Un hurlement plus terrible que les précédents retentit et le sang de Jardek se glaça. Un de ses maraudeurs se leva en hurlant avant qu’un robuste guerrier lui plonge sa hache en pleine poitrine. Le général ne réagit aucunement à cette insubordination, lui-même ayant une profonde envie de faire couler le sang du premier qui bougerait, parlerait, soufflerait. Le hurlement sembla durer des heures puis s’arrêta en une longue plainte. Et puis ce fut le silence, le vrai, le premier depuis plusieurs jours. Plus de bruit de ferraille, de pas pressés, d’ordres beuglés dans un langage incompréhensible. Juste le silence.

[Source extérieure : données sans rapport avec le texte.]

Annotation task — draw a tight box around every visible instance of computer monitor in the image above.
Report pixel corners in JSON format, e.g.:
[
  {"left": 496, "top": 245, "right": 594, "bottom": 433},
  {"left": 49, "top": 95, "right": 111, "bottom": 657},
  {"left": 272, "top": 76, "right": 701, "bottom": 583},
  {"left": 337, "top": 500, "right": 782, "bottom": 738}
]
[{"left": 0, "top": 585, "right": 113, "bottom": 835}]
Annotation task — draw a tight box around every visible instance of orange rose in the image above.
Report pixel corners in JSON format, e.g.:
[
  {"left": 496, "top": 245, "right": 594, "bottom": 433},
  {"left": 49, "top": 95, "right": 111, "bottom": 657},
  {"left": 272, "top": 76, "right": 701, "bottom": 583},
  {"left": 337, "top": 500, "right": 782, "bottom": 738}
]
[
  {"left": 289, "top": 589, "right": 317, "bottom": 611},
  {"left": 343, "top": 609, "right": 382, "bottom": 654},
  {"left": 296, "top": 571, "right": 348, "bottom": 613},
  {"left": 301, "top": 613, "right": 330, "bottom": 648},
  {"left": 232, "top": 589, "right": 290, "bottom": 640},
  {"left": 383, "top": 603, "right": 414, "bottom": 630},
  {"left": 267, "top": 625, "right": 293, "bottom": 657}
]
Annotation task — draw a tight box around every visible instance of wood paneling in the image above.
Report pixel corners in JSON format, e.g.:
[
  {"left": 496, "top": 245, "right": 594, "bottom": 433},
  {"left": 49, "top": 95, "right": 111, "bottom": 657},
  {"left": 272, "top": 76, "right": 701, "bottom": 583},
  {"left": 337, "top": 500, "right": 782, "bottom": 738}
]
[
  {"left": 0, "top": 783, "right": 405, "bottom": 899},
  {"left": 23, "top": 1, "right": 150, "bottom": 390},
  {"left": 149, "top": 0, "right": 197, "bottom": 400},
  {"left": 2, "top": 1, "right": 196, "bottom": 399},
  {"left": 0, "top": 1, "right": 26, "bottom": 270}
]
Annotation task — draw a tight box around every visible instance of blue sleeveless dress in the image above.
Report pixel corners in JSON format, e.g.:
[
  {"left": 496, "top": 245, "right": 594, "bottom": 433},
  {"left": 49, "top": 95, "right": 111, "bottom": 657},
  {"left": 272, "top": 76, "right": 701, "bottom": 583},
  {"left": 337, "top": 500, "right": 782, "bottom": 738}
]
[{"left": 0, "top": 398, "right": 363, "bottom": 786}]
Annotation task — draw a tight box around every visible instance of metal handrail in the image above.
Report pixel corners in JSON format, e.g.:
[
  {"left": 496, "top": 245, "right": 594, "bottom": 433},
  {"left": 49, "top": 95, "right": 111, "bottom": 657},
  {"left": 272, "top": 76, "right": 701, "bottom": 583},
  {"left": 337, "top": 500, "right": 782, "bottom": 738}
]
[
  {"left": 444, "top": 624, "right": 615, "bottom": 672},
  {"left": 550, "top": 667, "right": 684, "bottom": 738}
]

Mais ce silence ne sembla pas rassurer les hommes de Jardek. Nombreux commençaient à se lever et à se rapprocher de la tente. Mais tous s’immobilisèrent lorsqu’on ouvrit la tente et qu’apparut, pour la première fois depuis son retour, le sorcier Tobiak, du moins ce qu’il en restait. De jeune homme vif, il ne semblait plus être qu’un vieillard maigre et usé, encapuchonné dans un manteau qui tentait de cacher au maximum un visage gris et creux. Mais le plus inquiétant était encore les tentacules bruns qui dépassaient de sa cape et se mouvaient de façon dérangeante. Le sorcier se rapprocha de son général qui, au lieu de se retourner vers le nouveau venu, se contenta de baisser la tête en silence. Tobiak lui posa une main sur l’épaule tendit qu’une seconde main, apparemment sans vie, pendait à son poignet.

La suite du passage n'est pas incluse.